Our strategy has been deeply inadequate especially in light of the fact that we have refused to build up our forces even as our aims have expanded to the point of absurdity. We might have based in northern Saudi Arabia within easy range of the key regimes that succor terrorism, free to coerce their cooperation by putting their survival in question. Our remounted infantry would have been refreshed, reinforced, properly supported, unaffected by insurgency, and ready to strike. The paradigm would have shifted from conquer, occupy, fail, and withdraw–to strike, return, and re-energize. At the same time, we would not have solicited challenges, as we do now, from anyone who sees that although we may be occupying Iraq, Iraq is also occupying us.

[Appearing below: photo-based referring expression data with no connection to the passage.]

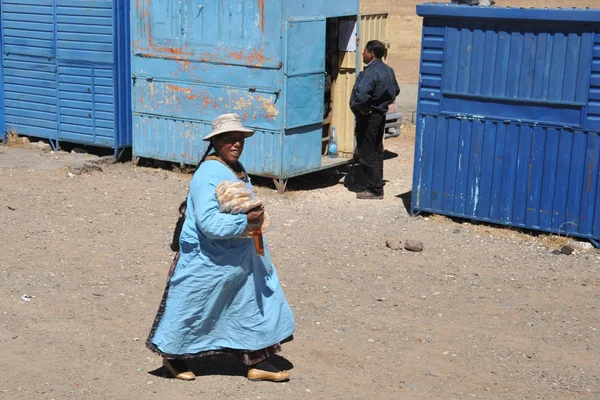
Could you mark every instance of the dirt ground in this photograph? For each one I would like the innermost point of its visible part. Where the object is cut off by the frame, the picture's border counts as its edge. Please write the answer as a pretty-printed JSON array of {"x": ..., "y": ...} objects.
[
  {"x": 482, "y": 312},
  {"x": 404, "y": 28}
]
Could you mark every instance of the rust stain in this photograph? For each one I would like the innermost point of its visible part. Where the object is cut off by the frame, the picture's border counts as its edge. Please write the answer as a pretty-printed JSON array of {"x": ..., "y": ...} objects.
[
  {"x": 590, "y": 173},
  {"x": 179, "y": 89},
  {"x": 271, "y": 111},
  {"x": 185, "y": 66},
  {"x": 261, "y": 6},
  {"x": 256, "y": 57},
  {"x": 238, "y": 55}
]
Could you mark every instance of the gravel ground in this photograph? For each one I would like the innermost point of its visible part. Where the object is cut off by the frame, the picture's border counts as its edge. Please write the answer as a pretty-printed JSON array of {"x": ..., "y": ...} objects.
[{"x": 482, "y": 312}]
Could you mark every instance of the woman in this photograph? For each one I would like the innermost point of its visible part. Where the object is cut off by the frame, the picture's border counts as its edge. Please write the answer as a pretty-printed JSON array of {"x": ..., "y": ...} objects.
[{"x": 221, "y": 295}]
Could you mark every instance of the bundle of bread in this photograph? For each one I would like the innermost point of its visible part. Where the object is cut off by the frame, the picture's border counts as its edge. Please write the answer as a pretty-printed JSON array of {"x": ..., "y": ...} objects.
[{"x": 237, "y": 198}]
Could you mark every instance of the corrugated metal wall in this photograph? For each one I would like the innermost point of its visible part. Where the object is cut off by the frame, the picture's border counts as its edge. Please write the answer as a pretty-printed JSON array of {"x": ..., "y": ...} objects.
[
  {"x": 593, "y": 109},
  {"x": 507, "y": 129},
  {"x": 372, "y": 27},
  {"x": 509, "y": 173},
  {"x": 66, "y": 62}
]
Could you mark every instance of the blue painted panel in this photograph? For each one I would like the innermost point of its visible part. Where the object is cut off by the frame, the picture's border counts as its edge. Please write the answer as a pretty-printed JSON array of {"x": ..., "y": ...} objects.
[
  {"x": 217, "y": 31},
  {"x": 202, "y": 102},
  {"x": 539, "y": 65},
  {"x": 508, "y": 173},
  {"x": 507, "y": 109},
  {"x": 509, "y": 123},
  {"x": 181, "y": 141},
  {"x": 28, "y": 27},
  {"x": 300, "y": 8},
  {"x": 593, "y": 109},
  {"x": 75, "y": 40},
  {"x": 2, "y": 130},
  {"x": 302, "y": 108},
  {"x": 263, "y": 79},
  {"x": 86, "y": 103},
  {"x": 67, "y": 74},
  {"x": 305, "y": 71},
  {"x": 305, "y": 46},
  {"x": 467, "y": 14},
  {"x": 30, "y": 96},
  {"x": 302, "y": 150}
]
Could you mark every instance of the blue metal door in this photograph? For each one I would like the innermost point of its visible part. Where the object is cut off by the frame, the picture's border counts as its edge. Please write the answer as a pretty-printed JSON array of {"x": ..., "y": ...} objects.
[
  {"x": 304, "y": 71},
  {"x": 85, "y": 53},
  {"x": 61, "y": 79},
  {"x": 29, "y": 67}
]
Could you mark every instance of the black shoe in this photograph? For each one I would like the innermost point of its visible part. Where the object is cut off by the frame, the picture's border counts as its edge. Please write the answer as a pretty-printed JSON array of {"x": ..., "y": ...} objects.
[{"x": 366, "y": 195}]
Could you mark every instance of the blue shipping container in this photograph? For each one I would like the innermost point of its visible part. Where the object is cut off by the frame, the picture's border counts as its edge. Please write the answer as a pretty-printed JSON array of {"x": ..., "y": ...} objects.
[
  {"x": 265, "y": 60},
  {"x": 66, "y": 71},
  {"x": 509, "y": 117}
]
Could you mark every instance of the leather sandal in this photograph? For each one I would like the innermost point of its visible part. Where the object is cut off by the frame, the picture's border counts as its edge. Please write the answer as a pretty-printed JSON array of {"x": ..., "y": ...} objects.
[
  {"x": 255, "y": 375},
  {"x": 183, "y": 375}
]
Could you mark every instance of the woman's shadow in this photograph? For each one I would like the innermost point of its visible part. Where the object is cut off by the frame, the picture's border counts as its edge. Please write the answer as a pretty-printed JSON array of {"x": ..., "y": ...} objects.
[{"x": 221, "y": 365}]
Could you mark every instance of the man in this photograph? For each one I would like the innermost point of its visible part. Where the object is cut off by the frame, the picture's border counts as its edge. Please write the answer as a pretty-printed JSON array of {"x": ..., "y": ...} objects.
[{"x": 375, "y": 89}]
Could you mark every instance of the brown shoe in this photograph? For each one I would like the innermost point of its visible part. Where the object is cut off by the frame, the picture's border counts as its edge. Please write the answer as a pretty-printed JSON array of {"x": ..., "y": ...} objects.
[
  {"x": 186, "y": 375},
  {"x": 366, "y": 195},
  {"x": 255, "y": 374}
]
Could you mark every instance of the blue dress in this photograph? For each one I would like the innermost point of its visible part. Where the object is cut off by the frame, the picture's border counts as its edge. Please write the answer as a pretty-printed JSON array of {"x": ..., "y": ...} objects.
[{"x": 221, "y": 295}]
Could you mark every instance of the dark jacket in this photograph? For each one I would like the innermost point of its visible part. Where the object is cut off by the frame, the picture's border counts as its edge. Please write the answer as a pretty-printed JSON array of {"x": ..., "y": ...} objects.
[{"x": 375, "y": 88}]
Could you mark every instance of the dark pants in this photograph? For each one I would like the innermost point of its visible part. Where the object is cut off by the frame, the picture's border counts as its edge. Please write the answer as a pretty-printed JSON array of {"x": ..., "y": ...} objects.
[{"x": 369, "y": 143}]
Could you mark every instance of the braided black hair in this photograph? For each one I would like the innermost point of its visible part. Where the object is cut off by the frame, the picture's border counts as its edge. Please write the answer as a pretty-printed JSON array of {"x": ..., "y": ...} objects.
[{"x": 183, "y": 206}]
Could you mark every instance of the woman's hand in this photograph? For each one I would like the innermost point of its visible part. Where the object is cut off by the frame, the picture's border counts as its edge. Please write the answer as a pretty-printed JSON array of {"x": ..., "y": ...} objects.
[{"x": 256, "y": 215}]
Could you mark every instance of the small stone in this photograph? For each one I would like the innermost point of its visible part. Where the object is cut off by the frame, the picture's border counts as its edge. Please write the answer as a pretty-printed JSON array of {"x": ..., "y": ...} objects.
[
  {"x": 393, "y": 243},
  {"x": 584, "y": 245},
  {"x": 106, "y": 160},
  {"x": 566, "y": 250},
  {"x": 413, "y": 245}
]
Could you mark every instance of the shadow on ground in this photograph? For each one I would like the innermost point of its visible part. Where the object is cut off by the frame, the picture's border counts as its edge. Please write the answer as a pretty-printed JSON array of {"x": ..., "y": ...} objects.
[{"x": 221, "y": 365}]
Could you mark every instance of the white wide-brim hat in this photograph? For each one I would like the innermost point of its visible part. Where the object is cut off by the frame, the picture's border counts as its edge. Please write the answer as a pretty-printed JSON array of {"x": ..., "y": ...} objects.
[{"x": 228, "y": 123}]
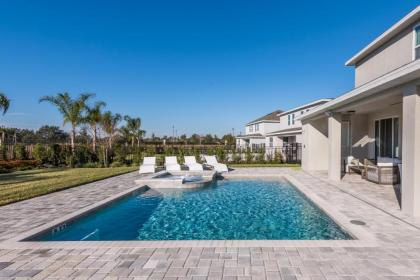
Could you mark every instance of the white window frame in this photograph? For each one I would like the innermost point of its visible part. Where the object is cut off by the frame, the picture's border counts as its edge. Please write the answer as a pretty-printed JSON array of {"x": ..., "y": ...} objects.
[{"x": 414, "y": 41}]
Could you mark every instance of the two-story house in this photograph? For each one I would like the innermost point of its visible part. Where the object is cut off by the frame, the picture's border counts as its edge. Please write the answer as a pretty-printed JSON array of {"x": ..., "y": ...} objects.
[
  {"x": 380, "y": 117},
  {"x": 290, "y": 127},
  {"x": 256, "y": 130}
]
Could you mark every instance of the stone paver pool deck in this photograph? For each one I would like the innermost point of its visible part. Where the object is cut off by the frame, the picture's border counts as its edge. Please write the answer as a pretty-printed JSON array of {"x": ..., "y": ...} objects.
[{"x": 393, "y": 254}]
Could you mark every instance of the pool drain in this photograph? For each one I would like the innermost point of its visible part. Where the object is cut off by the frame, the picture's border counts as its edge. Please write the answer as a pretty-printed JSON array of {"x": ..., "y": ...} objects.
[{"x": 357, "y": 222}]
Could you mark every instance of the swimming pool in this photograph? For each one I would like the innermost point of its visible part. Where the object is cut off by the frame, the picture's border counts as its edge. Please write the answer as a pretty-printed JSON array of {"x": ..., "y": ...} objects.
[{"x": 225, "y": 210}]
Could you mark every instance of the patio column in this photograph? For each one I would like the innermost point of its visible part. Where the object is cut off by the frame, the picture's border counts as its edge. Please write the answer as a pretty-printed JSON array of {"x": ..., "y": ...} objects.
[
  {"x": 410, "y": 185},
  {"x": 334, "y": 146}
]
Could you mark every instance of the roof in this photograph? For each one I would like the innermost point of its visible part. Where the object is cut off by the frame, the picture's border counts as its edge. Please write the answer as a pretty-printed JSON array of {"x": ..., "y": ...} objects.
[
  {"x": 272, "y": 117},
  {"x": 406, "y": 21},
  {"x": 286, "y": 131},
  {"x": 312, "y": 104},
  {"x": 254, "y": 135},
  {"x": 402, "y": 75}
]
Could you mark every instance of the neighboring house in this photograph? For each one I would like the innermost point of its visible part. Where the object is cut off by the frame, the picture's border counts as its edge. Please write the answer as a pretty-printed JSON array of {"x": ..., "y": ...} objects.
[
  {"x": 256, "y": 131},
  {"x": 289, "y": 130},
  {"x": 380, "y": 117}
]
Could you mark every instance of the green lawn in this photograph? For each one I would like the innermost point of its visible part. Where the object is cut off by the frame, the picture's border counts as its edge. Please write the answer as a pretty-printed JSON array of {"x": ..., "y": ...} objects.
[{"x": 21, "y": 185}]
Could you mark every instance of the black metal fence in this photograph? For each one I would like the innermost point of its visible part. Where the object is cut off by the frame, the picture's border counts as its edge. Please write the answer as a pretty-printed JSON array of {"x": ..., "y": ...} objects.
[{"x": 292, "y": 152}]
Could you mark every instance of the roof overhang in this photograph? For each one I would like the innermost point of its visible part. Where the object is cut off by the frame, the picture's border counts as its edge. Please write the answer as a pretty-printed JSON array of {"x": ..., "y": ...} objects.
[
  {"x": 286, "y": 132},
  {"x": 263, "y": 121},
  {"x": 400, "y": 76},
  {"x": 406, "y": 21},
  {"x": 250, "y": 137},
  {"x": 319, "y": 101}
]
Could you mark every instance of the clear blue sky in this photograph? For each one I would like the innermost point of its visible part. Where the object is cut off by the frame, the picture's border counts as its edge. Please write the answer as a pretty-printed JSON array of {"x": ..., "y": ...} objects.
[{"x": 203, "y": 66}]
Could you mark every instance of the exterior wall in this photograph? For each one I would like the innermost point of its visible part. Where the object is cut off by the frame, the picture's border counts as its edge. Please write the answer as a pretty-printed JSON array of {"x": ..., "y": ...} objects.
[
  {"x": 393, "y": 111},
  {"x": 360, "y": 139},
  {"x": 261, "y": 128},
  {"x": 315, "y": 148},
  {"x": 394, "y": 54},
  {"x": 241, "y": 144}
]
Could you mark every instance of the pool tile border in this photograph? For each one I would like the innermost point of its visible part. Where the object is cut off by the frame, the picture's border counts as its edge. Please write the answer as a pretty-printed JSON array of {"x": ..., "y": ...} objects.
[{"x": 363, "y": 237}]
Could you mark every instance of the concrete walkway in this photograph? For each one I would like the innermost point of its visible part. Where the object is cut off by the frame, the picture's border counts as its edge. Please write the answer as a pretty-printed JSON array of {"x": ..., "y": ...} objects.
[{"x": 396, "y": 254}]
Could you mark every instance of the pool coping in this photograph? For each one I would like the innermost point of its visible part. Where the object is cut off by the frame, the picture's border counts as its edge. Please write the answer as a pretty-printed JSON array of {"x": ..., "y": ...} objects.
[{"x": 363, "y": 238}]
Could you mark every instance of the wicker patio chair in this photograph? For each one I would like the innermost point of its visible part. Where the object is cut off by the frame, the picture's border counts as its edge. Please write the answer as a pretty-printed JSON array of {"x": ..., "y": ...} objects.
[{"x": 384, "y": 175}]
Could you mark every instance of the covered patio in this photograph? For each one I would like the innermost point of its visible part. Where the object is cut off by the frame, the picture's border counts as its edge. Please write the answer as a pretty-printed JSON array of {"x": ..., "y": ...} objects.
[{"x": 375, "y": 128}]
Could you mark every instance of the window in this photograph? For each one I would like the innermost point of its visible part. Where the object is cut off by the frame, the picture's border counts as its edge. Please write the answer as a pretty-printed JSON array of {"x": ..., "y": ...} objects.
[
  {"x": 387, "y": 138},
  {"x": 416, "y": 51}
]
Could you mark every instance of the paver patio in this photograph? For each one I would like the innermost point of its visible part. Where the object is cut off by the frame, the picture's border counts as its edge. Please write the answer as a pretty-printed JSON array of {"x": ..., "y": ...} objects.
[{"x": 395, "y": 254}]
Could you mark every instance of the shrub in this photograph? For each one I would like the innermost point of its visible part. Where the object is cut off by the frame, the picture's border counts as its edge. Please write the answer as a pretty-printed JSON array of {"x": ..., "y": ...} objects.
[
  {"x": 20, "y": 152},
  {"x": 57, "y": 155},
  {"x": 259, "y": 158},
  {"x": 40, "y": 153},
  {"x": 221, "y": 154},
  {"x": 278, "y": 158},
  {"x": 248, "y": 156}
]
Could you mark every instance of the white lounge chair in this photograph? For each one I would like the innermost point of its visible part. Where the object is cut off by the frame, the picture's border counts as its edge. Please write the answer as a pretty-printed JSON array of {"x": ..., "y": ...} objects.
[
  {"x": 171, "y": 164},
  {"x": 192, "y": 164},
  {"x": 148, "y": 166},
  {"x": 212, "y": 162}
]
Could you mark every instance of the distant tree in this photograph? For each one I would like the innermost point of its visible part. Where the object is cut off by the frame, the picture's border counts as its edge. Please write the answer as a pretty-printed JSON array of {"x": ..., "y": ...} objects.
[
  {"x": 71, "y": 110},
  {"x": 110, "y": 125},
  {"x": 208, "y": 139},
  {"x": 51, "y": 135},
  {"x": 93, "y": 119},
  {"x": 83, "y": 136},
  {"x": 195, "y": 139},
  {"x": 133, "y": 125},
  {"x": 4, "y": 103},
  {"x": 229, "y": 139},
  {"x": 125, "y": 134},
  {"x": 183, "y": 138}
]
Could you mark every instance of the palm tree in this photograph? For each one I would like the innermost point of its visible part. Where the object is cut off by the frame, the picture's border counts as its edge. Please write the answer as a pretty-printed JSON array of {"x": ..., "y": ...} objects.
[
  {"x": 133, "y": 125},
  {"x": 4, "y": 103},
  {"x": 110, "y": 125},
  {"x": 93, "y": 119},
  {"x": 71, "y": 110}
]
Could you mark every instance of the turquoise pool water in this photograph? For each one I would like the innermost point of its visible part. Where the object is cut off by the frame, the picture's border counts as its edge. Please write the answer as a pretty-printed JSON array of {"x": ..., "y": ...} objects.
[{"x": 226, "y": 210}]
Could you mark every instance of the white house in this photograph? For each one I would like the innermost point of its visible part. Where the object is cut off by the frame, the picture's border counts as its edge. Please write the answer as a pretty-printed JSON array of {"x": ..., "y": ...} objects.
[
  {"x": 289, "y": 129},
  {"x": 256, "y": 131},
  {"x": 380, "y": 118}
]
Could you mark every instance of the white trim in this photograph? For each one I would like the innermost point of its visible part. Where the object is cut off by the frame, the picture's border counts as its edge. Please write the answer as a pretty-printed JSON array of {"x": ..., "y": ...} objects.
[
  {"x": 384, "y": 37},
  {"x": 414, "y": 41}
]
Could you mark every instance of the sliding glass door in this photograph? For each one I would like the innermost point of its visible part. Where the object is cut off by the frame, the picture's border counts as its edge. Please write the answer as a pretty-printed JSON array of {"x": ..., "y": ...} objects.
[{"x": 387, "y": 141}]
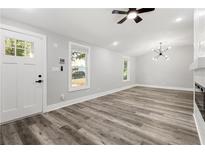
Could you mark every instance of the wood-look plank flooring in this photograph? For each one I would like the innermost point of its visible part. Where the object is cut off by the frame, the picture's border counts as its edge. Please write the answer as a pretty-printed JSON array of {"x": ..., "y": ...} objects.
[{"x": 134, "y": 116}]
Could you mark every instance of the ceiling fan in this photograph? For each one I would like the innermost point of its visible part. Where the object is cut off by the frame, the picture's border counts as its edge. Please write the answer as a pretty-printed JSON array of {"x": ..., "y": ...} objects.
[{"x": 132, "y": 13}]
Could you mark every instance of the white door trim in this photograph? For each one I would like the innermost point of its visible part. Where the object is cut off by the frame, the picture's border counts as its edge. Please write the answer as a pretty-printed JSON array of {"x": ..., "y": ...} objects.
[{"x": 44, "y": 54}]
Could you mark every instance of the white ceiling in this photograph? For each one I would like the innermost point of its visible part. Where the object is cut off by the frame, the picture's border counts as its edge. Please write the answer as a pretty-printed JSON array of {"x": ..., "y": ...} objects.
[{"x": 98, "y": 26}]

We have abstained from mounting an effective civil defense. Only a fraction of a fraction of our wealth would be required to control the borders of and entry to our sovereign territory, and not that much more to discover, produce, and stockpile effective immunizations, antidotes, and treatments in regard to biological and chemical warfare. Thirty years ago the entire country had been immunized against smallpox. Now, no one is, and the attempt to cover a minuscule part of the population failed miserably and was abandoned. Not only does this state of affairs leave us vulnerable to a smallpox epidemic, it stimulates the terrorists to bring one about. So with civil aviation, which, despite the wreckage and tragedy of September 11, is protected in an inefficient, irresponsible, and desultory fashion.
…
Neither the 9/11 commission, the president, nor the Democratic nominee has a clear vision of how to fight and defend in this war. Partly this is because so many Americans do not yet feel, as some day they may, the gravity of what we are facing.
Three years on, that is where we stand: our strategy shiftless, reactive, irrelevantly grandiose; our war aims undefined; our preparations insufficient; our civil defense neglected; our polity divided into support for either a hapless and incompetent administration that in a parliamentary system would have been turned out long ago, or an opposition so used to appeasement of America’s rivals, critics, and enemies that they cannot even do a credible job of pretending to be resolute.
Will it take more atrocities, more mass-murders committed within the borders of the United States to wake up BOTH the left-wing and right-wing from their mutual fantasies of destroying their political opponents to see the true enemy?
note: The next to the last paragraph in the quoted passages above was edited to add “9/11” to the sentence beginning “Neither the commission, the president…” for clarity.
Little has changed in the two years since this was written.